Lunches

To send Sue your favourite Gluten & Dairy Free recipe or to contact Sue click here.

Lunch time can see the use of freshly baked gluten free bread, or corn or rice crackers with the usual fillings that the family likes. Salad wraps using lettuce leaves or mustard leaves are great for lunches at home. Whereas rice paper wraps and gluten free wraps are good for lunchboxes. Don’t forget that a lunch pack of gluten free pasta with tuna or salmon is still a favourite to many. Crackers and dips are also good for variety and can be served also with carrot and celery sticks or pieces of apple.

Here are a few recipes to get you started. There are more salad recipes on the salad tab or click here

 

Mustard leaf wraps/Salad wraps

wrap step 1wrap step 2    wrap step 3

 Method

 Use mustard leaves or other leaves such as lettuce or cabbage. Crack the stem along the spine to make it easy to roll up. As an alternative you can use nori/seaweed sheets.

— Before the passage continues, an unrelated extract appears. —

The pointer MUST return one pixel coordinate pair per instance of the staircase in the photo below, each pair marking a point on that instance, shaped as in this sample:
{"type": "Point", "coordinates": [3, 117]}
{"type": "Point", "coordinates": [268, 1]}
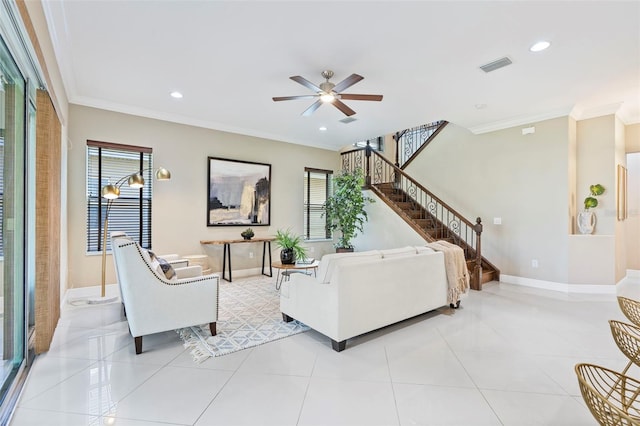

 Spread the leaf with macadamia paste sprinkle on a selection of salad mix such as grated carrot, grated beetroot, avocados, tomatoes, sprouts and any other salad you like and is in season. Drizzle with agave sweet chili sauce as desired and wrap up into a roll. Yum!!

Agave sweet chili sauce

In a blender mix together till smooth:

1 chili

Juice of ½ a lemon

1tbs apple cider vinegar

1tsp salt

1tbs macadamia paste

2tbs tamari

1 cup agave syrup

Store in fridge – keeps well

Rocket salad

rocket salad

 

 

 

 

 

 

 

Ingredients

 1 bunch fresh rocket

1 tomato sliced or diced

Olives

1 avocado sliced and diced

Sprouts

Macadamias

 Method

 Arrange salad on plates and sprinkle with a mix of orange juice and seeded mustard or salad dressing of choice.

Stuffed zucchini

Ingredients

4 large zucchini

125g minced pork or chicken

50g chopped raw prawns

2 cloves garlic crushed

2 Tbs fresh coriander finely chopped

½ tsp sugar

2 kaffir lime leaves

2 shallots, chopped finely

3 Tbs coconut cream

2 tsp fish sauce

1 Tbs roasted unsalted chopped peanuts

 Method

 Cut zucchinis into 4 cm slices. Scoop out centre of each segment with a melon baller leaving 5mm of flesh inside skins and at base. In a bowl combine all remaining ingredients except peanuts. Spoon filling into zucchini and place into a steamer and steam for 10 minutes until filling is cooked and zucchini is tender. Serve with extra coconut cream on top and sprinkle with peanuts.

 Flax crackers

 flax crackers

Ingredients

2 cups flax seeds

1 cup buckwheat

1 cup sunflower seeds

Soak the above overnight then add

¼ cup sesame seeds

 Process the following:

2 tomatoes

½ cup sun dried tomatoes

1 large carrot

¼ red capsicum

1 cup parsley or basil

1 cup coriander

Juice of two lemons

4tsp salt

4tbs tamari

 Method

Add processed ingredients to seed mix and combine with a spoon.

Place about two cups of the mix onto each bake sheet lined dehydrator tray and spread to about ½ cm thick. Score each sheet of mix to make crackers into squares. Dehydrate at 145F/63C for 1 hour. Reduce temp to 110F/45C. After 8 hours flip over the crackers peel off the bake sheet and crack apart the crackers to dry easier. Continue to dehydrate till dry and crispy. Can use different variations of herbs, spices, dried fruits etc. for taste and variety.

Of course if you don’t want to make these super healthy crakers, you can buy corn thins, plain corn chips or rice crackers for the same purpose.

Dips for crackers

 

Olive and carrot dip

Process the following:

2 cups dehydrated or soaked almonds

3tbs tamari

3 carrots 15 pitted olives

1tsp salt

1 clove garlic

Juice of 1 lemon

 

Sprouted hummus dip

2 cups chick peas (soaked and sprouted- 2 days)

¾ cup olive oil

Juice of 1 lemon

1 cup fresh herbs – parsley, basil, coriander

1 shallot or small purple onion

1tsp salt

1tsp tamari

¼ cup water

Blend or process till smooth.

Variation – can add beetroot juice instead of water for a pink colour and taste variation

 

Brazil nut pesto

1 bunch basil or coriander

2 cups Brazil nuts

1 clove garlic

Juice of ½ lemon

Salt and pepper to taste

Process to a smooth paste

 

Avocado dip

1 cup cashews

1 avocado

Salt and pepper to taste

Sweet chili sauce to taste

Juice of ½ lemon

Blend all in blender till smooth

 

Crackers can also be served with an endless variety of salad ingredients such as slices of tomatoes, avocados, sprouts etc as desired. The crackers also make a handy travel lunch or dinner for on the road or plane or lunchboxes for school or work.